Viele Jahre war der chinesische Markt Wachstumsmotor für die Wirtschaft in unserer Region. Überproportional haben davon die hiesigen Unternehmen profitiert. Doch es zeigten sich auch immer wieder die Schattenseiten, etwa die wachsende Abhängigkeit. Darüber haben sich die Mitglieder des Außenwirtschaftsausschusses der IHK Hochrhein-Bodensee bei der Firma Grieshaber Logistik Park Hochrhein in Rheinfelden nun ausgetauscht. Mit dem Ausschussvorsitzenden Christian Bücheler haben wir darüber gesprochen, wie die Unternehmen das Geschäft mit China heute bewerten.
Herr Bücheler, was war das Fazit bei ihrer letzten Ausschusssitzung?
Christian Bücheler: Das Geschäft mit China wird immer schwieriger. Das merkt besonders der Maschinenbau. Bis zu zwei Drittel des Maschinenexports werden nach China geliefert. Schon kleinste Schwächen der chinesischen Wirtschaft haben dann enorme Auswirkungen. Hinzu kommt, dass China Großaufträge im Projektbereich inzwischen zunehmend an staatlich geführte Unternehmen vergibt. Ausnahme sind nach wie vor Aufträge im Hochtechnologiesektor. Aber gerade bei Großprojekten in der EU konkurrieren zunehmend chinesische Anbieter teilweise mit Dumpingpreisen gegenüber den europäischen Herstellern.
Christian Bücheler
Ausschussvorsitzender
Würden Sie sagen, deutsche Unternehmen sind hier benachteiligt?
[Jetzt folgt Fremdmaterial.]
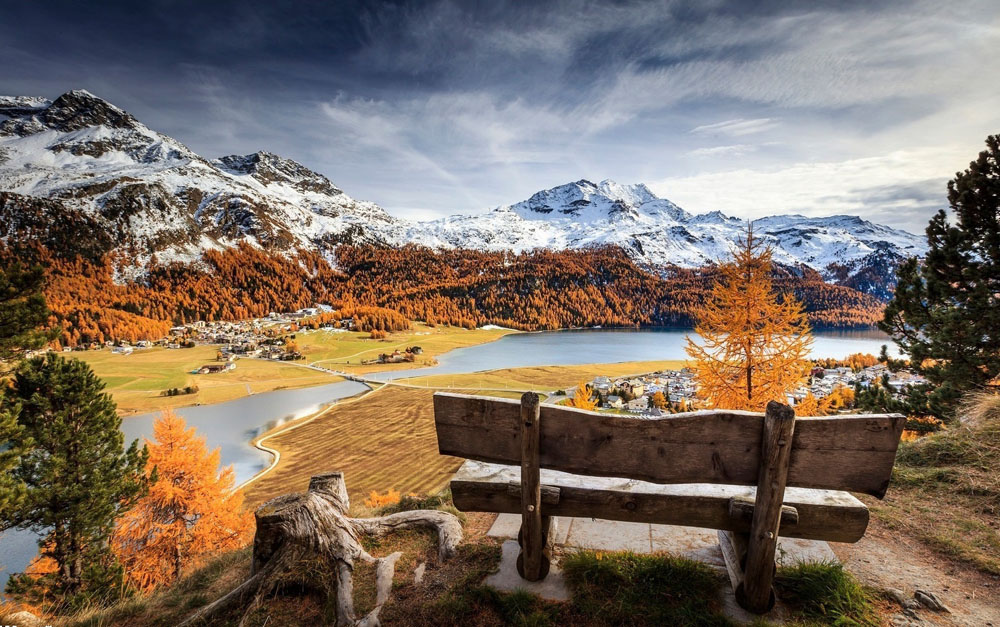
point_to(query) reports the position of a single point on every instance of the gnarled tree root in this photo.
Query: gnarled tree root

Zumindest auf der regulatorischen Ebene. Ein Beispiel sind Zusammenschlüsse und Kooperationen. Diese sind kartellrechtlich oft unmöglich, da die EU-Gesetzgebung dies verbietet. Allerdings passt dies nicht mehr in die heutige Zeit, da der Wettbewerb globaler wird und gerade bei Großaufträgen nur ein gemeinsames Angebot noch wettbewerbsfähig ist. Auch sind die Rahmenbedingungen nicht mehr vergleichbar, der oft zitierte „Kampf der Systeme“ kommt durchaus zum Tragen. Chinesische Unternehmen profitierten z.B. davon, dass die Arbeitszeit in China vergleichsweise deutlich höher liegen. Die Formel „996“: 9 Uhr Beginn, 9 Stunden Arbeit, 6-Tage-Woche ist in China üblich, während bei uns über Arbeitszeitverkürzung bei gleichzeitigem Fachkräftemangel diskutiert wird. Aber auch in Chinas Wirtschaft wachsen die Bäume nicht in den Himmel, eine drohende Immobilienblase und eine Jugendarbeitslosigkeit von über 20 Prozent sind auch dort Herausforderungen, die die Nachfrage schwächen.
Welche Themen sind neben der China-Frage noch für Unternehmen wichtig, die stark im Ausland engagiert sind?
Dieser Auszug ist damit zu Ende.